Monday, September 24, 2012

Plato on the Fiscal Limits of Government Penalties and Fines c. 360BC


Excerpt from Plato's "Laws" below where he is writing in dialog format about the point at which economic policy should trump jurisprudence in the levying of "penalties" or what we may call "fines" or "fees" or even "taxes" today:
Touching the exaction of penalties, when a man appears to have done anything which deserves a fine, he shall pay the fine, if he have anything in excess of the lot which is assigned to him; but more than that he shall not pay.  And to secure exactness, let the guardians of the law refer to the registers, and inform the judges of the precise truth, in order that none of the lots may go uncultivated for want of money. But if any one seems to deserve a greater penalty, let him undergo a long and public imprisonment and be dishonoured, unless some of his friends are willing to be surety for him, and liberate him by assisting him to pay the fine.
So we can see here, documentary evidence that the ancient Greeks were fully aware of how their fiscal policy of their 'nomisma' system, or what we call today a system of state currency, could effect economic output.

In this paragraph, Plato is warning that if penalties or fines were called for due to some sort of transgression by an individual, the amount should be limited to only amounts that the transgressor possessed beyond "the lot assigned to him" but no more than that; and futher, the various government officials should take extreme care to make sure that adequate balances should remain in the non-government sector so as to not negatively effect output.

Plato's concern with a fine that would exceed this amount is due to his concern about a corresponding fall in local output "for a want of money" or in half Greek, I would assume "for a want of nomisma".

Fining the transgressor a punitive amount that would render deficient the amount of state currency or "nomisma" in the non-govenment sector required to maintain previous achieved levels of economic output was to be strictly avoided.

Too bad our disgraced morons running fiscal policy today in the west don't know what our Greek ancestors already knew well over 2,000 years ago.

3 comments:

Ralph Musgrave said...

I’m pretty sure Plato also said that democracy wouldn’t work because the people would vote themselves goodies that the country couldn’t afford. Looks like his descendants, present day Greeks, have been doing just that.

Matt Franko said...

I dont know Ralph, it looks to me like present day Greek leadership didnt heed Plato's advice to be extremely careful about maintaining adequate balances of state currency in the non-govt sector to maintain output.
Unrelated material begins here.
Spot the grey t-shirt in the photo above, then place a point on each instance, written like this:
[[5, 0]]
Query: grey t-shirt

They got into this Euro scheme and now they are suffering from leakages that they seem to not even know what the hell is going on with (morons) ...

They are left with insufficient balances of the new state currency to maintain adequate levels of output and employment.

Plato is probably rolling over in his grave thinking what good was it for me to write all of this up back then if no one ever reads it...

rsp,



y said...

Ralph, that's not really the reason now is it.